TWO houses have burned to the ground in Boggabilla in the last three weeks.
On May 24, an unoccupied house in Yeoman Street burned to the ground.
About 3pm on Sunday another unoccupied house, this time in Merriwa Street, met a similar fate.
“It was the fifth time we got a call to that job, so in the end we let it burn,” Garry Roberts, from the Rural Fire Service, said.
“You can’t go in that house because of the asbestos anyway.”
Mr Roberts said children had thrown rocks at firefighters attending the scene.
And this is far from the first time this has occurred.
Firemen have had rocks thrown at them, been abused, and had fires started around them as they battled to save Toomelah homes recently.
“We go out there to help, to save properties and possibly lives.
“We don’t expect rocks and abuse thrown at us,” Boggabilla Rural Fire Brigade Deputy-Captain, Graeme De Britt said.
“We’re volunteers. We don’t get paid. And if this abuse doesn’t stop we’ll have to think about whether we go out (to Toomelah),” he said.
“We’re not going to put members’ lives at risk,” he said.
In a recent incident the Boggabilla Rural Fire Brigade was called out to Toomelah; at risk, according to the call, was the Toomelah Public School but it was the Toomelah Hall (which was once the old Goondiwindi Anglican Hall) that was most at risk.
At one stage flames lapped under its floorboards, but that would never have happened Officer De Britt said, if they hadn’t been hampered by teenagers and 20-year-olds throwing abuse, hurling bottles and setting fires along the river and behind the fire engines.
On a previous call-out one officer was struck a glancing blow on his helmet by a large rock.
He said it was the size of shot-putt and thrown from 30 to 40m.
“He was lucky. If he’d been hit full-on it could have done serious damage, or even worse.”
When the brigade was called to Toomelah they went with a police escort from Boggabilla – a common practice due to early incidents of abuse and assault according to Mr De Britt.
Before arriving at the school they found “four or five” grass fires near the river.
A second fire engine continued into Toomelah.
An emergency call was sent out to the Boonal Rural Fire Brigade for a third truck. Moree police were also called to attend.
“We told the boys in the truck in Toomelah to stay inside after blokes in cars began to abuse them.”
While the other crew worked on the grassfires, arsonists sneaked behind the crews setting more fires.
“What if the wind had changed? It had the potential to flare-up and trap us and the truck,” Mr De Britt said.
Eventually the firies and the police managed to get the fires under control with minimal damage to property and no lives lost.
“I sincerely ask the community to think about what is happening. We are there to help not hassle.”

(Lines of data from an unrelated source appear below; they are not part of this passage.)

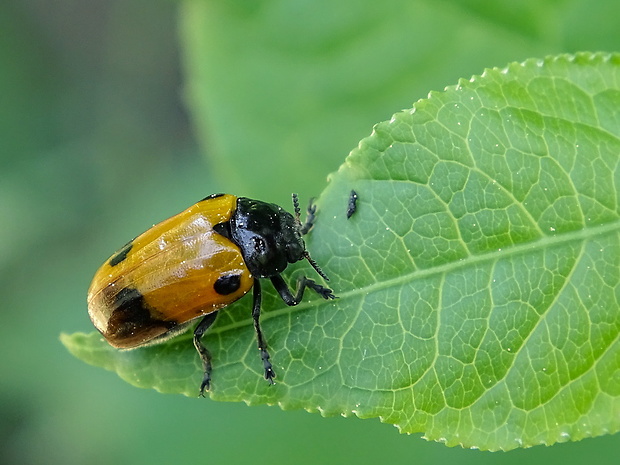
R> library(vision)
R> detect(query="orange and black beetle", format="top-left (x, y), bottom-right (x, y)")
top-left (87, 193), bottom-right (335, 394)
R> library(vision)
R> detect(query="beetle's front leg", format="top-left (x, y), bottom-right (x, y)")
top-left (270, 274), bottom-right (336, 305)
top-left (251, 279), bottom-right (275, 384)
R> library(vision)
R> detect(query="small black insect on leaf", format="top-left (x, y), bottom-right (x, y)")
top-left (346, 190), bottom-right (358, 219)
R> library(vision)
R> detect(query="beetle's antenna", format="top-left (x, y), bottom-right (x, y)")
top-left (292, 193), bottom-right (301, 223)
top-left (292, 193), bottom-right (327, 280)
top-left (303, 251), bottom-right (329, 281)
top-left (292, 194), bottom-right (316, 235)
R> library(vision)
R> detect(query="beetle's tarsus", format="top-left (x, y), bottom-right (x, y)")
top-left (199, 377), bottom-right (211, 396)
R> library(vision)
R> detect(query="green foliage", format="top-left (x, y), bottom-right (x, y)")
top-left (178, 0), bottom-right (555, 200)
top-left (63, 52), bottom-right (620, 450)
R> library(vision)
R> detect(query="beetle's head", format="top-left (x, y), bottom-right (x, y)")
top-left (229, 196), bottom-right (328, 280)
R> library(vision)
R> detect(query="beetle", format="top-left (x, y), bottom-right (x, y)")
top-left (87, 193), bottom-right (335, 394)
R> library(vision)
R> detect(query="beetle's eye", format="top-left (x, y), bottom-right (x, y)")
top-left (251, 236), bottom-right (267, 254)
top-left (285, 238), bottom-right (305, 263)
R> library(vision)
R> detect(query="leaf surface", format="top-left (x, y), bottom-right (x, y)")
top-left (63, 52), bottom-right (620, 450)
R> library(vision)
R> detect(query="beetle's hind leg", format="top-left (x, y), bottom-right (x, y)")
top-left (193, 312), bottom-right (218, 395)
top-left (250, 279), bottom-right (276, 384)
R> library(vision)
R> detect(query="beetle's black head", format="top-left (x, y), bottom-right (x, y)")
top-left (227, 197), bottom-right (306, 278)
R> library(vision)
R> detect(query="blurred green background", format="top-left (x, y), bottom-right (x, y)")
top-left (1, 0), bottom-right (619, 463)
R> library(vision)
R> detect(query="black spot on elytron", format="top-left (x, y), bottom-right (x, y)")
top-left (109, 240), bottom-right (134, 267)
top-left (213, 274), bottom-right (242, 295)
top-left (199, 193), bottom-right (225, 202)
top-left (346, 190), bottom-right (358, 219)
top-left (106, 287), bottom-right (176, 342)
top-left (213, 221), bottom-right (232, 240)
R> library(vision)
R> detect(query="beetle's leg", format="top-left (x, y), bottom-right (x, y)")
top-left (251, 279), bottom-right (275, 384)
top-left (300, 198), bottom-right (316, 235)
top-left (193, 312), bottom-right (218, 396)
top-left (270, 274), bottom-right (336, 305)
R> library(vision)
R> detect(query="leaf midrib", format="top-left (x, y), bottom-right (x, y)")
top-left (210, 218), bottom-right (619, 336)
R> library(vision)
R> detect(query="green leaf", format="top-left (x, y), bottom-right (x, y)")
top-left (63, 52), bottom-right (620, 450)
top-left (178, 0), bottom-right (559, 200)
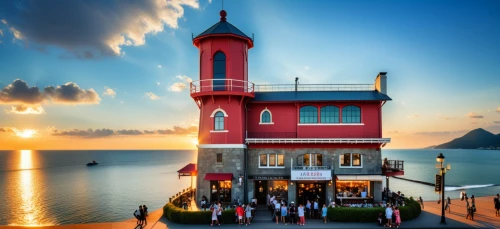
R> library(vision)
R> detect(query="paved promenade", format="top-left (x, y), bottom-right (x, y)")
top-left (2, 196), bottom-right (499, 229)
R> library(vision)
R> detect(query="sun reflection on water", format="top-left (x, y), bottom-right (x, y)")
top-left (14, 150), bottom-right (54, 226)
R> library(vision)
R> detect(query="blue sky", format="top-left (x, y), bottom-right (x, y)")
top-left (0, 0), bottom-right (499, 149)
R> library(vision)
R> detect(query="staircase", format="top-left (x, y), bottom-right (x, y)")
top-left (251, 205), bottom-right (273, 223)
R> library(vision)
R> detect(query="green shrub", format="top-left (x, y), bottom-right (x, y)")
top-left (327, 197), bottom-right (421, 222)
top-left (163, 202), bottom-right (236, 224)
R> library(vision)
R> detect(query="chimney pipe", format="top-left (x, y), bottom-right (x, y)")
top-left (375, 72), bottom-right (387, 94)
top-left (295, 77), bottom-right (299, 92)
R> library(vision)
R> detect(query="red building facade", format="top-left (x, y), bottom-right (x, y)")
top-left (191, 10), bottom-right (403, 207)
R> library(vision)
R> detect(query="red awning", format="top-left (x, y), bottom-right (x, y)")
top-left (204, 173), bottom-right (233, 181)
top-left (177, 163), bottom-right (197, 176)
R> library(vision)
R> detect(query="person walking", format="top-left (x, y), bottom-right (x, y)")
top-left (245, 204), bottom-right (252, 225)
top-left (289, 202), bottom-right (296, 224)
top-left (494, 194), bottom-right (500, 217)
top-left (445, 196), bottom-right (451, 213)
top-left (274, 200), bottom-right (281, 224)
top-left (143, 205), bottom-right (148, 217)
top-left (385, 204), bottom-right (393, 228)
top-left (394, 206), bottom-right (401, 228)
top-left (236, 204), bottom-right (245, 225)
top-left (321, 204), bottom-right (327, 223)
top-left (465, 196), bottom-right (471, 220)
top-left (313, 200), bottom-right (319, 219)
top-left (281, 203), bottom-right (288, 225)
top-left (139, 205), bottom-right (147, 227)
top-left (217, 202), bottom-right (223, 224)
top-left (298, 203), bottom-right (305, 226)
top-left (419, 196), bottom-right (424, 209)
top-left (305, 200), bottom-right (311, 219)
top-left (210, 203), bottom-right (219, 226)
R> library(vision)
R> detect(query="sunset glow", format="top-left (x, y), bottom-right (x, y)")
top-left (15, 129), bottom-right (36, 139)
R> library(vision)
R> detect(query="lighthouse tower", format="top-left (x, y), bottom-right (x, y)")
top-left (191, 10), bottom-right (254, 204)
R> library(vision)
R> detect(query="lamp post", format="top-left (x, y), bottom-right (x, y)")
top-left (436, 153), bottom-right (450, 224)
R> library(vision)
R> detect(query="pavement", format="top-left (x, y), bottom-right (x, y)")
top-left (2, 196), bottom-right (498, 229)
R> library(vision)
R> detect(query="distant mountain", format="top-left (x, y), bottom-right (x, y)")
top-left (422, 145), bottom-right (437, 149)
top-left (434, 128), bottom-right (500, 149)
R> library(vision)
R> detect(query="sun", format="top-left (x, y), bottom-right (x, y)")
top-left (191, 138), bottom-right (199, 146)
top-left (15, 129), bottom-right (36, 138)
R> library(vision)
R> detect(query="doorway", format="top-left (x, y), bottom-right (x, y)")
top-left (296, 182), bottom-right (327, 207)
top-left (254, 180), bottom-right (268, 205)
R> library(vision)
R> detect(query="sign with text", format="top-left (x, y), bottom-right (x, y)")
top-left (248, 175), bottom-right (290, 180)
top-left (435, 174), bottom-right (442, 192)
top-left (291, 170), bottom-right (332, 180)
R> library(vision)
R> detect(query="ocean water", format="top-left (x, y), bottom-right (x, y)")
top-left (0, 149), bottom-right (499, 226)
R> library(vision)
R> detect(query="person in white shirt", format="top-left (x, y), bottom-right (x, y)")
top-left (274, 200), bottom-right (281, 224)
top-left (298, 203), bottom-right (305, 225)
top-left (385, 204), bottom-right (393, 228)
top-left (313, 200), bottom-right (319, 219)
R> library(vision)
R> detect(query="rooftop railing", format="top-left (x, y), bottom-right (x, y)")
top-left (254, 84), bottom-right (375, 92)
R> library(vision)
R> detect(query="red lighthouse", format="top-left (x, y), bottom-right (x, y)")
top-left (191, 10), bottom-right (254, 204)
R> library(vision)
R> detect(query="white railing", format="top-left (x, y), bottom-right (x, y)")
top-left (254, 84), bottom-right (375, 92)
top-left (190, 79), bottom-right (254, 94)
top-left (245, 138), bottom-right (391, 144)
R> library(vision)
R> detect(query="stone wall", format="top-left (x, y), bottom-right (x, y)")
top-left (196, 148), bottom-right (245, 205)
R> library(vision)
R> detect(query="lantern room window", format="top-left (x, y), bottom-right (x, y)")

He said the young Toomelah “kids” were great.
The brigade conducts fire-safety programs at the school.
“But it’s the big kids, teenagers and 20 year-olds,” he said.
“We just don’t understand it. In the end we just won’t go out and we don’t want that, but we can’t put members’ lives at risk.”

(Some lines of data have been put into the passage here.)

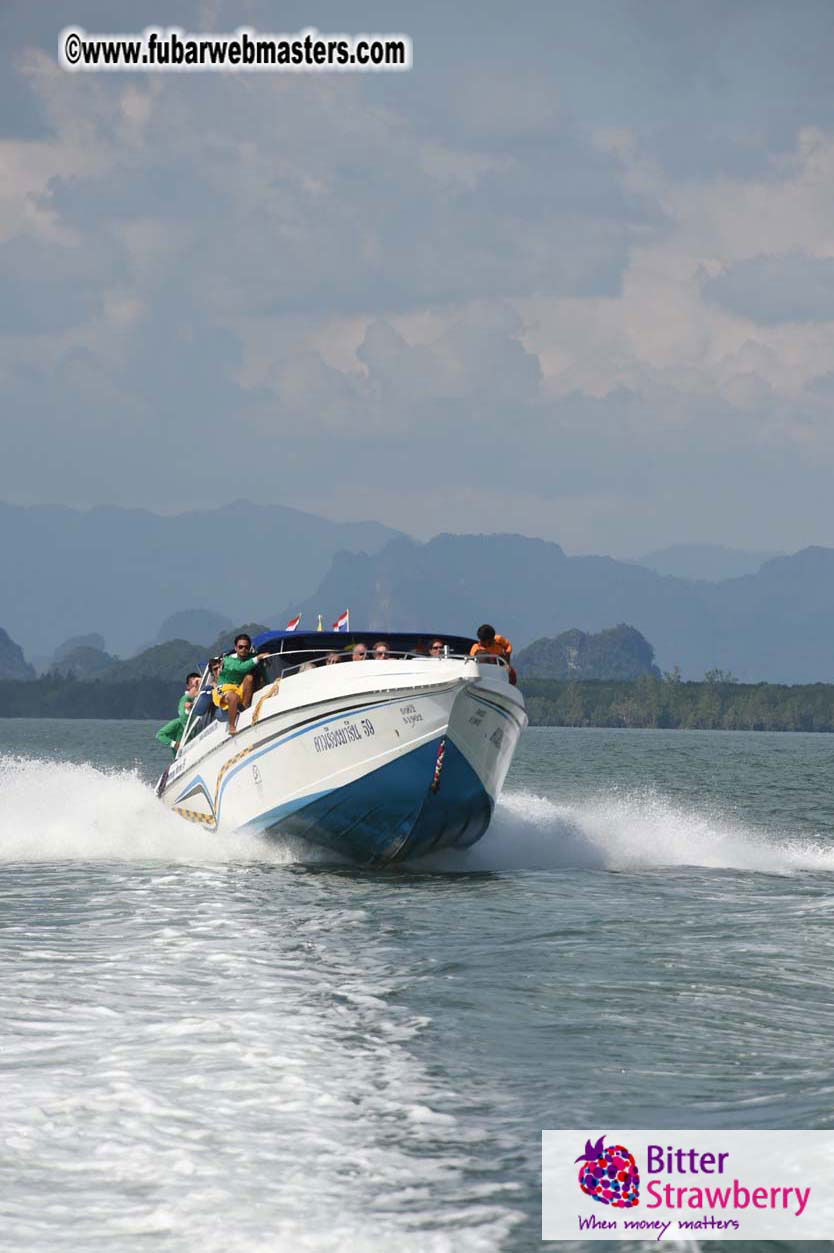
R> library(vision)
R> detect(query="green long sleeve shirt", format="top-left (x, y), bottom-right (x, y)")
top-left (156, 716), bottom-right (185, 749)
top-left (155, 690), bottom-right (192, 749)
top-left (217, 654), bottom-right (260, 686)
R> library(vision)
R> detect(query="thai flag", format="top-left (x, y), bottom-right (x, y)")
top-left (286, 614), bottom-right (301, 631)
top-left (332, 609), bottom-right (349, 632)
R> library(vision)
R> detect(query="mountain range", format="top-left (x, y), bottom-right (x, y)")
top-left (636, 543), bottom-right (781, 582)
top-left (278, 535), bottom-right (834, 683)
top-left (0, 501), bottom-right (402, 657)
top-left (0, 627), bottom-right (34, 680)
top-left (515, 625), bottom-right (660, 680)
top-left (2, 499), bottom-right (833, 683)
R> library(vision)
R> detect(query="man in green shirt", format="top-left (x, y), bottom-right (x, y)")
top-left (155, 672), bottom-right (201, 751)
top-left (212, 634), bottom-right (269, 735)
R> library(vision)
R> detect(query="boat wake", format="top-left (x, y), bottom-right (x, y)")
top-left (0, 755), bottom-right (321, 865)
top-left (1, 754), bottom-right (833, 876)
top-left (425, 788), bottom-right (834, 876)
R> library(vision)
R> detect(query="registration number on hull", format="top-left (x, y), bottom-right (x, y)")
top-left (313, 717), bottom-right (375, 754)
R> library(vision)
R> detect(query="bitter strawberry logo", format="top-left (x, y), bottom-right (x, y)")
top-left (576, 1135), bottom-right (640, 1208)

Police reminded residents, and in particular young persons, that legislation is in place making the act of throwing a rock at a vehicle a crime, regardless of whether you hit it or not.
Superintendent Jenny Hayes said the offence would apply to any person who intentionally drops an object on or toward a vehicle or vessel on a road, rail or waterway.
Police have stressed the danger of the activity, and urges anyone who witnesses offenders throwing rocks at vehicles to contact them immediately.
Superintendent Hayes said, “the act of throwing a rock at a vehicle was not only cowardly and stupid, but it was downright dangerous and police have and will take action against all offenders”.
A 13-year-old male will be dealt with under the Young Offenders Act following an incident in Boggabilla overnight Monday.
Meanwhile, the home which burnt in Boggabilla last month was one of the first homes in the town.
The home held a lot of memories for many people.
“I was on Facebook the other day and there were heaps of people saying how they remember playing in that big home,” Boggabilla resident Ngaire Roberts said.
“It was a lovely, old home.”
The home had been vacant for some time.
The fire began about 2am and residents in Boggabilla were shocked as the old weatherboard home was burnt to the ground.
“It had some accelerant in it,” firefighter Royce Lowe said.
Detective Inspector Gavin Rattenbury from the Barwon Local Area Command said police were looking for those responsible for both fires.
“It is hard to obtain forensic evidence, especially after a fire and rain.
“The other problem is that the house is full of asbestos,” Insp Rattenbury said.
“We need people to come forward.”
He said Barwon LAC had operations in place to “keep an eye” on juveniles, but said it was not possible to have an increased police presence in Boggabilla all the time.